Jo Cameron smells her smouldering flesh before realising she has even been burnt and scoffs down chilli peppers with ease — and now doctors believe the 71-year-old could hold the key to new treatments for chronic injuries, after discovering she feels virtually no pain.
The former teacher has a rare genetic mutation that means she feels less pain, heals faster and experiences less anxiety than most people.
From broken limbs and cuts to childbirth and surgery, Ms Cameron — who resides in Inverness in northeast Scotland — should be no stranger to discomfort.
But for the first 65 years of her life, she was blissfully unaware of her condition.
It wasn’t until she underwent serious surgery on her hand that doctors sensed something was amiss.
“When found I hadn’t had any [painkillers], he checked my medical history and found I had never asked for painkillers,” Ms Cameron told the BBC.
“If you don’t need them you don’t question why you don’t … you are what you are, until someone points it out.
“I was just a happy soul who didn’t realise there was anything different about me.”
‘It would be nice to have warning’
Ms Cameron was referred to pain geneticists at University College London (UCL), who looked into her DNA to determine what made her so unique.
The results, published in the British Journal of Anaesthesia this month, revealed two mutations that simultaneously suppressed pain and anxiety and encouraged happiness, wound healing and memory loss.

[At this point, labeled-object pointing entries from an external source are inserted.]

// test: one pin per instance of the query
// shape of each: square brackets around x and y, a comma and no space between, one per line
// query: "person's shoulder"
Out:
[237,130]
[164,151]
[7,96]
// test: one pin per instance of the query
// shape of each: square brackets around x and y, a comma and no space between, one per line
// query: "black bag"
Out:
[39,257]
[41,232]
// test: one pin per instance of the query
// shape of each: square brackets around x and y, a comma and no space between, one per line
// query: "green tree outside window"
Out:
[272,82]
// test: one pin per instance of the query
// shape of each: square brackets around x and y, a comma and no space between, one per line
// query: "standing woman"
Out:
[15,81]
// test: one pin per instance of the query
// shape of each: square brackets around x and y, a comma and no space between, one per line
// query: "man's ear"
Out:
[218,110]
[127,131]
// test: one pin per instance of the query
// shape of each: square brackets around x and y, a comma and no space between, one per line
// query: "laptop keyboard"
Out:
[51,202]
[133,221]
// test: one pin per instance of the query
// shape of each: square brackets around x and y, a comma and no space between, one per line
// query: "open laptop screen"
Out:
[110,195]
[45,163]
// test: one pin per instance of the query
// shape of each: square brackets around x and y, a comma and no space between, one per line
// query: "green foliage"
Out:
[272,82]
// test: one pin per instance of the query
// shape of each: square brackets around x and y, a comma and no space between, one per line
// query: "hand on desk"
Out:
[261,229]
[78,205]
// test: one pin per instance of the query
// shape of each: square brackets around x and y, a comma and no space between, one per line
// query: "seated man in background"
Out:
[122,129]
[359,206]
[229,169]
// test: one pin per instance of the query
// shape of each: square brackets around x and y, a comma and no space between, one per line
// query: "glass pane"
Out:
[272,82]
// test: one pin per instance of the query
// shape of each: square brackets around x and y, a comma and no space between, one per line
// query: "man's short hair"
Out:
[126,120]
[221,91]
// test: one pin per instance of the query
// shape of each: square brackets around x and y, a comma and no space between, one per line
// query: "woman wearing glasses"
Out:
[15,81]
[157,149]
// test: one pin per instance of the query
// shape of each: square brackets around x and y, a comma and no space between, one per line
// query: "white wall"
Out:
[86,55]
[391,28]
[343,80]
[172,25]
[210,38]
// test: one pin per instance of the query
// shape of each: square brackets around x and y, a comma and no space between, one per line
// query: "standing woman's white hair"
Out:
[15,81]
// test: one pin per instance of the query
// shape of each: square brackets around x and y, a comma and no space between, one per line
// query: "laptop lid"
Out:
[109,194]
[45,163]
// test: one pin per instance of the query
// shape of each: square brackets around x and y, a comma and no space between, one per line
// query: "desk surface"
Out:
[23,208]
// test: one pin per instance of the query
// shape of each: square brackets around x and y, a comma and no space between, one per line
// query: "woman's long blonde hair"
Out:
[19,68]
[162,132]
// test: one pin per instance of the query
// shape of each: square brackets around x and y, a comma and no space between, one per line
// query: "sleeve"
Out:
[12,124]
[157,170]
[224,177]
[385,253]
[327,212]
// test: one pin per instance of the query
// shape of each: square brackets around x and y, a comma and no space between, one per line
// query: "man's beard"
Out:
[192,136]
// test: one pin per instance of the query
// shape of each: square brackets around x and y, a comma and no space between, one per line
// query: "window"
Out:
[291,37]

The first mutation lessened the activity of a gene called FAAH, which is central to regulating pain sensation, mood and memory.

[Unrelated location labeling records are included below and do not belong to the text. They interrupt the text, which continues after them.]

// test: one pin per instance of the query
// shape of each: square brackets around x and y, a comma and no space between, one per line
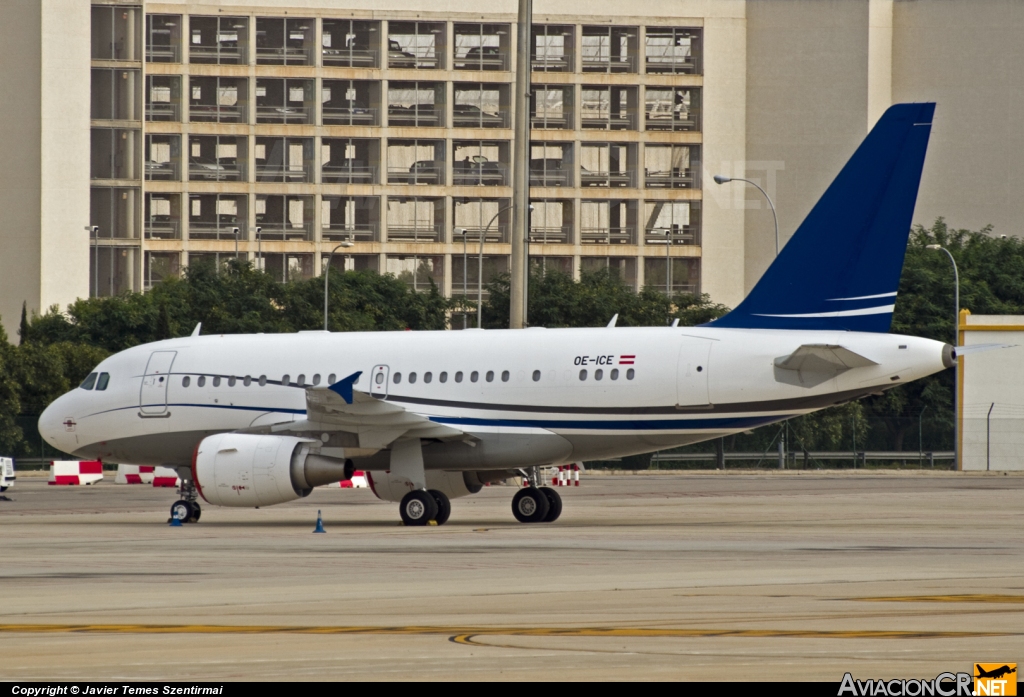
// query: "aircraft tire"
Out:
[554,504]
[529,506]
[418,508]
[443,506]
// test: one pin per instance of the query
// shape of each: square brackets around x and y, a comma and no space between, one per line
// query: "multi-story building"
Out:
[147,135]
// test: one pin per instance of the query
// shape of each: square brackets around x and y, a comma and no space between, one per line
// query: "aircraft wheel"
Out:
[529,506]
[182,510]
[555,504]
[418,508]
[443,506]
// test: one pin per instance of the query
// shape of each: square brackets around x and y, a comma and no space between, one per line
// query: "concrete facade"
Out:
[783,91]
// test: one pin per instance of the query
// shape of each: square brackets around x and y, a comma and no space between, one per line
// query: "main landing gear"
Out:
[186,509]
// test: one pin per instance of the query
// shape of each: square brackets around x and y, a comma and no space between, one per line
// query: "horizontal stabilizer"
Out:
[814,363]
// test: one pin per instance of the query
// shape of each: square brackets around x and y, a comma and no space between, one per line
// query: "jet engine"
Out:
[453,484]
[247,471]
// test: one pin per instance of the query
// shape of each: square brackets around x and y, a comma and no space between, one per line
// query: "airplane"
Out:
[259,420]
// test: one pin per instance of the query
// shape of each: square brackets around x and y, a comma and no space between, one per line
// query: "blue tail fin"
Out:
[841,269]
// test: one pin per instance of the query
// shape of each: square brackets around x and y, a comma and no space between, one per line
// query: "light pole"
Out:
[327,271]
[956,453]
[721,179]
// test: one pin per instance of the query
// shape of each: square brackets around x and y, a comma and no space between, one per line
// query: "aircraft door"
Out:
[378,381]
[692,369]
[153,396]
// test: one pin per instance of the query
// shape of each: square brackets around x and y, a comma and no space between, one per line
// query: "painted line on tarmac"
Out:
[965,598]
[464,635]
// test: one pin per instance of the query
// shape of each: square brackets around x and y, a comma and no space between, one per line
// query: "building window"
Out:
[416,44]
[163,38]
[285,42]
[285,217]
[348,43]
[480,105]
[419,272]
[551,106]
[610,165]
[218,40]
[608,109]
[672,109]
[416,219]
[115,94]
[350,218]
[350,102]
[284,160]
[285,101]
[416,103]
[214,216]
[416,162]
[552,48]
[163,97]
[481,47]
[163,216]
[674,50]
[218,99]
[672,166]
[609,49]
[163,158]
[551,221]
[551,164]
[675,221]
[217,158]
[607,222]
[480,163]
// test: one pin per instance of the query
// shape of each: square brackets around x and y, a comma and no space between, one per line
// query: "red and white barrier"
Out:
[358,481]
[142,474]
[75,473]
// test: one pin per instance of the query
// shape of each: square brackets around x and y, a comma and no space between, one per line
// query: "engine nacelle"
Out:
[454,484]
[245,470]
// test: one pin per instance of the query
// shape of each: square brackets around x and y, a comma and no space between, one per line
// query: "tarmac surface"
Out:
[694,576]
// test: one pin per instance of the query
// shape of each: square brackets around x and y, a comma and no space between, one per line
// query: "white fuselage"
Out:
[541,396]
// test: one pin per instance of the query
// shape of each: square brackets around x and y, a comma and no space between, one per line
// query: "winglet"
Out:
[344,386]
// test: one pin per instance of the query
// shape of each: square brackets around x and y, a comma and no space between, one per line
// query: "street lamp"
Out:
[956,453]
[327,271]
[721,179]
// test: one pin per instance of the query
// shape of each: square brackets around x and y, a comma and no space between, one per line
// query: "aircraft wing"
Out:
[376,422]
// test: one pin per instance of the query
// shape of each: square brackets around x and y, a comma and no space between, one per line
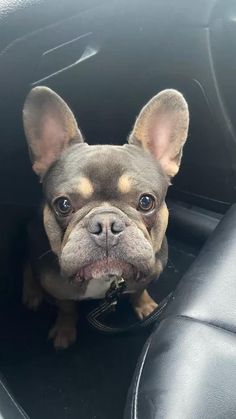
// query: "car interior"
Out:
[107,59]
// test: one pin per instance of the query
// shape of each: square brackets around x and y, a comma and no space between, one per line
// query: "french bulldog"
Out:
[104,210]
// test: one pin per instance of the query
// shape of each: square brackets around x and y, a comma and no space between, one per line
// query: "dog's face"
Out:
[105,213]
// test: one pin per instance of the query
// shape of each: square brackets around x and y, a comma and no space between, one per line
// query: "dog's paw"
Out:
[145,309]
[63,335]
[143,304]
[32,296]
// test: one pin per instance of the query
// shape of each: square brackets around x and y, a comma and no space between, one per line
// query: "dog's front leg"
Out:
[64,331]
[143,304]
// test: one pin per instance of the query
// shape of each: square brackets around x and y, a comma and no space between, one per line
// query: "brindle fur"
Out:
[113,178]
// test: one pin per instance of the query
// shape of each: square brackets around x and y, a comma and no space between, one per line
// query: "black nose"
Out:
[106,229]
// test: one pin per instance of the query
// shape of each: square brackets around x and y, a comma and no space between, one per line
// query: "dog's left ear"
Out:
[162,127]
[50,127]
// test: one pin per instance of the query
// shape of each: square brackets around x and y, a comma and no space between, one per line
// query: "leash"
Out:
[110,304]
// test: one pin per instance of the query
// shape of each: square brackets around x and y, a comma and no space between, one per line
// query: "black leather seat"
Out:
[9,408]
[188,367]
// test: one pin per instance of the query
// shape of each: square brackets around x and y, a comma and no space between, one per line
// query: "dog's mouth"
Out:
[106,269]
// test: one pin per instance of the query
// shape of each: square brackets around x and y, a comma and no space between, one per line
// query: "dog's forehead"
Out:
[97,169]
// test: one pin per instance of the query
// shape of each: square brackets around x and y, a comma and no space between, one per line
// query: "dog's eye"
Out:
[63,206]
[146,203]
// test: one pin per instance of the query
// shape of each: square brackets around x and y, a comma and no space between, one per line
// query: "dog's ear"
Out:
[50,127]
[162,128]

The second discovery, however, took researchers by surprise.
Its been dubbed FAAH-OUT — and while scientists previously thought it was a “junk gene” that was not functional, they now believe it “mediates FAAH expression”.
To put it simply, it acts as a volume control on pain, mood and memory.

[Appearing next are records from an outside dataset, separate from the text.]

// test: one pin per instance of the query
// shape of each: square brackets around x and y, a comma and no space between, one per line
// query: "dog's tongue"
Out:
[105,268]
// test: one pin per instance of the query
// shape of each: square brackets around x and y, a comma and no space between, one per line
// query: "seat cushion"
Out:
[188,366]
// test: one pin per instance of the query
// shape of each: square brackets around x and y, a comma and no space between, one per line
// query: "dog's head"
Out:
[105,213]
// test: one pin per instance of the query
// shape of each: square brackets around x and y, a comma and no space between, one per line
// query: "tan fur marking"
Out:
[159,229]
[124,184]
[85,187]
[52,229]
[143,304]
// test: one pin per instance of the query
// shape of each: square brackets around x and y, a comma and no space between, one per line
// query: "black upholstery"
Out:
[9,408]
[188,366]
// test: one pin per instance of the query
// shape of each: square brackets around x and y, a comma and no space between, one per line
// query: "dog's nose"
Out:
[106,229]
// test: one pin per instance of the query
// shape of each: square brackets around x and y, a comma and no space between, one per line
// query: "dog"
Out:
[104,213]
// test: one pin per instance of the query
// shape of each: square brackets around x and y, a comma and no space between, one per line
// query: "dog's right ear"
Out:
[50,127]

As part of her mutation, Ms Cameron has a “microdeletion”, which prevents that control from working normally.
“She reported numerous burns and cuts without pain, often smelling her burning flesh before noticing any injury, and that these wounds healed quickly with little or no residual scar,” the report noted.
“She reported eating Scotch bonnet chilli peppers without any discomfort, but a short-lasting ‘pleasant glow’ in her mouth.
“She reported long-standing memory lapses … she also reported never panicking, not even in dangerous or fearful situations, such as in a recent road traffic accident.”
Researchers believe the mutation may have been passed down from Ms Cameron’s father, who himself “had little requirement for pain killers”.
Further testing revealed that her son also exhibited some signs of pain insensitivity, though the same traits were not observed in her daughter.
For Ms Cameron, the revelation has been enlightening. While able to reflect on events like childbirth as “quite enjoyable really”, she believes her condition means she has missed “alarm bells” along the way.
“It would be nice to have warning when something’s wrong,” she told the BBC.
“I didn’t know my hip was gone until it was really gone, I physically couldn’t walk with my arthritis.”
What does the discovery mean?
Researchers say the discovery could help shine a light on the role of genetics in pain management — and believe there could be more people out there with the same mutation.
“People with rare insensitivity to pain can be valuable to medical research as we learn how their genetic mutations impact how they experience pain,” one of the study’s lead researchers, James Cox said in a statement.
“We hope that with time, our findings might contribute to clinical research for post-operative pain and anxiety, and potentially chronic pain, PTSD and wound healing, perhaps involving gene therapy techniques.”
Ms Cameron is continuing to work with the research team in order to better understand the pseudogene, including undergoing further tests in cell samples.
“The implications for these findings are immense,” said Devjit Srivastava, co-lead author of the paper.
“The findings point towards a novel pain killer discovery that could potentially offer post-surgical pain relief and also accelerate wound healing.
“We hope this could help the 330 million patients who undergo surgery globally every year.”